Will Mercedes-Benz Merge With Geely

The world will never be the same again. The same goes for the automotive sector on all sides. The coronavirus is hitting the low and the high profile businesses in every single country that is affected by it. The full effects of the virus has not hit hard in Europe and America and China is recovering (based on their released media reports). Italy is the worst hit and the United Kingdom is no far behind. Germany is trying hard to contain it and these three nations have the biggest automotive industries running to a halt.

Forecasts by financial analysts at the Norddeutsche Landesbank see a drop in automotive production and sales of ten to twenty percent compared to the previous year. In a March 24 report, even mergers with various possible partners are an option.

The financial report also states: “In view of the corona virus crisis, but also with a view to the disruptive times, Daimler may have had time to think about a merger, especially since the valuations of companies are currently relatively low.” The market capitalization of Daimler is currently only around 25 billion euros, which brings the group within reach of financially strong investors from China.

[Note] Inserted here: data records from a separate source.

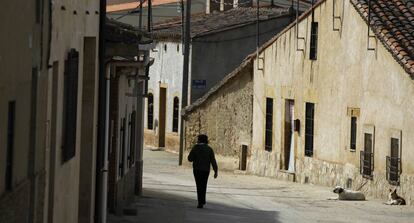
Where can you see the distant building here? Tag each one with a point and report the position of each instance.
(48, 109)
(127, 53)
(127, 11)
(219, 43)
(332, 100)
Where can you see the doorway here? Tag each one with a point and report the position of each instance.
(288, 149)
(88, 131)
(162, 117)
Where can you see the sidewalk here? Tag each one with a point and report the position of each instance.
(169, 196)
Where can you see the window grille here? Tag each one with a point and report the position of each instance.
(175, 114)
(10, 145)
(150, 114)
(367, 157)
(394, 163)
(269, 124)
(314, 41)
(352, 145)
(309, 128)
(70, 104)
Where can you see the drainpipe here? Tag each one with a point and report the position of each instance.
(102, 156)
(106, 149)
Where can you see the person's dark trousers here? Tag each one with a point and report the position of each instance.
(201, 178)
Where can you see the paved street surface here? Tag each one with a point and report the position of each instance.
(170, 197)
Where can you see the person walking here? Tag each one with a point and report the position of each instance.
(202, 155)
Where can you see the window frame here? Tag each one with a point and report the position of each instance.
(353, 133)
(70, 109)
(10, 145)
(309, 126)
(150, 111)
(176, 112)
(268, 139)
(313, 48)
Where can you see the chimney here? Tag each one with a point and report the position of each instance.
(224, 5)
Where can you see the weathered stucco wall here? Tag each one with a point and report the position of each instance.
(166, 72)
(226, 117)
(345, 75)
(70, 29)
(216, 55)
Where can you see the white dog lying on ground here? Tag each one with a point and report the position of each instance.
(394, 199)
(349, 195)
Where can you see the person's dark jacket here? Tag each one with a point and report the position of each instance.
(202, 155)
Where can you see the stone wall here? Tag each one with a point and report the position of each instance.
(172, 140)
(345, 76)
(333, 174)
(225, 115)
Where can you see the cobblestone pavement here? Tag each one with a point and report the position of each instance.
(170, 197)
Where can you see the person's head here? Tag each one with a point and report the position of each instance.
(202, 139)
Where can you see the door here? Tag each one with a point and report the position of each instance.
(288, 137)
(367, 161)
(162, 116)
(394, 159)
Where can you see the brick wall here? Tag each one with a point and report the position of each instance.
(225, 116)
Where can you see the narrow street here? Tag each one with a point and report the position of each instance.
(169, 196)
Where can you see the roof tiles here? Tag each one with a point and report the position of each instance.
(207, 23)
(392, 21)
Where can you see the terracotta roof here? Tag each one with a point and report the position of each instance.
(120, 32)
(247, 63)
(202, 24)
(393, 23)
(122, 5)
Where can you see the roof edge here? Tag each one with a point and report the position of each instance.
(199, 102)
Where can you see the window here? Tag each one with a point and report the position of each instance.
(352, 145)
(309, 128)
(122, 136)
(394, 163)
(132, 138)
(367, 157)
(70, 105)
(38, 10)
(129, 141)
(150, 112)
(175, 114)
(314, 41)
(10, 144)
(269, 124)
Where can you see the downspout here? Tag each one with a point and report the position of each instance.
(49, 45)
(102, 155)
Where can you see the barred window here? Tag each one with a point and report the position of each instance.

Geely owner Li Shufu recently assumed interest in Daimler.

Mercedes-Benz E-Class

As an alternative to the Chinese solution, the analysts also see a possible German-German business model with BMW with which co-operation’s already exist and a German-French-Japanese business model with the already capital-linked partners Renault.

Given the dynamic situation, it is difficult to predict whether Daimler boss Ola Källenius can still afford to forego state aid. Even if Daimler does not want to make use of state aid, it is certain that the group will at least make use of the relaxed conditions regarding short-time work which in way that was also what Källenius said in his conversation with the Handelsblatt which is a leading German-language business newspaper published in Düsseldorf.

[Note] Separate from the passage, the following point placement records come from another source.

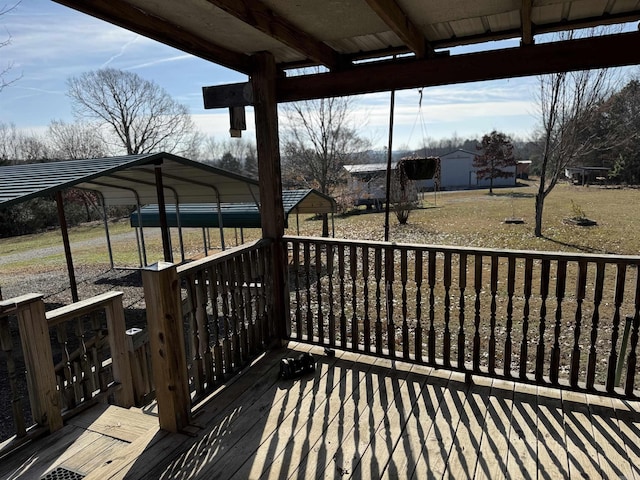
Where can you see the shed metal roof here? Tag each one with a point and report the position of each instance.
(234, 215)
(128, 180)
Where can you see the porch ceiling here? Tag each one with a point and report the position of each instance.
(337, 34)
(127, 180)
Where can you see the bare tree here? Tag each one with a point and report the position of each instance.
(568, 104)
(140, 114)
(75, 140)
(495, 158)
(320, 138)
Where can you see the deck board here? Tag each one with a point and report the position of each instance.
(356, 417)
(553, 461)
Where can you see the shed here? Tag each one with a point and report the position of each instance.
(457, 172)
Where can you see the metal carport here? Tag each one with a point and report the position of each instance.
(126, 180)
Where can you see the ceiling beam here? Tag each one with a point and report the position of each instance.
(393, 15)
(262, 18)
(525, 20)
(124, 15)
(580, 54)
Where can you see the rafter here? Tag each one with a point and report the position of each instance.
(580, 54)
(393, 15)
(260, 17)
(525, 20)
(121, 13)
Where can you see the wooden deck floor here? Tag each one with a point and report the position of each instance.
(358, 417)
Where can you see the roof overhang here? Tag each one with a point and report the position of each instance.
(377, 45)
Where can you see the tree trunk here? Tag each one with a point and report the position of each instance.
(540, 196)
(325, 225)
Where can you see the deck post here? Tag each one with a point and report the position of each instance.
(119, 353)
(272, 210)
(36, 345)
(166, 339)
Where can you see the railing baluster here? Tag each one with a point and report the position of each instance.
(431, 279)
(446, 341)
(524, 346)
(296, 276)
(492, 318)
(248, 303)
(87, 383)
(320, 316)
(332, 317)
(632, 359)
(6, 344)
(508, 343)
(218, 365)
(462, 285)
(223, 276)
(418, 279)
(613, 355)
(405, 325)
(378, 277)
(595, 321)
(343, 316)
(581, 287)
(544, 293)
(477, 284)
(65, 380)
(388, 279)
(241, 309)
(197, 317)
(561, 281)
(234, 317)
(365, 292)
(307, 275)
(353, 270)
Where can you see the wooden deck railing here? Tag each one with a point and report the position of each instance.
(548, 318)
(226, 309)
(209, 318)
(71, 355)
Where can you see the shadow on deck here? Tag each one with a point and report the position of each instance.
(356, 417)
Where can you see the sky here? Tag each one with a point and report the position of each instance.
(50, 43)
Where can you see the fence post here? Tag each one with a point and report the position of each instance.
(119, 353)
(38, 358)
(166, 338)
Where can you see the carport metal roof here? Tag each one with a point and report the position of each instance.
(128, 180)
(234, 215)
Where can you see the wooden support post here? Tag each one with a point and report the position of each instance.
(119, 353)
(162, 213)
(67, 246)
(166, 339)
(272, 210)
(38, 358)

And maybe government support is needed to ward off hostile takeovers. For traditionalists, the idea of ​​the inventor of the automobile in Chinese hands will be difficult to bear.

The coronavirus will leave its mark in years to come even in the automotive industry, which is already shaken by the upheaval. Probably the one who was well positioned there before. While production and sales in China are gradually starting up again, the zenith in Europe has not yet passed. And because stock prices collapse so massively with the crisis, large established car manufacturers are becoming dangerously cheap and easy to be bought up by Chinese cash rich companies.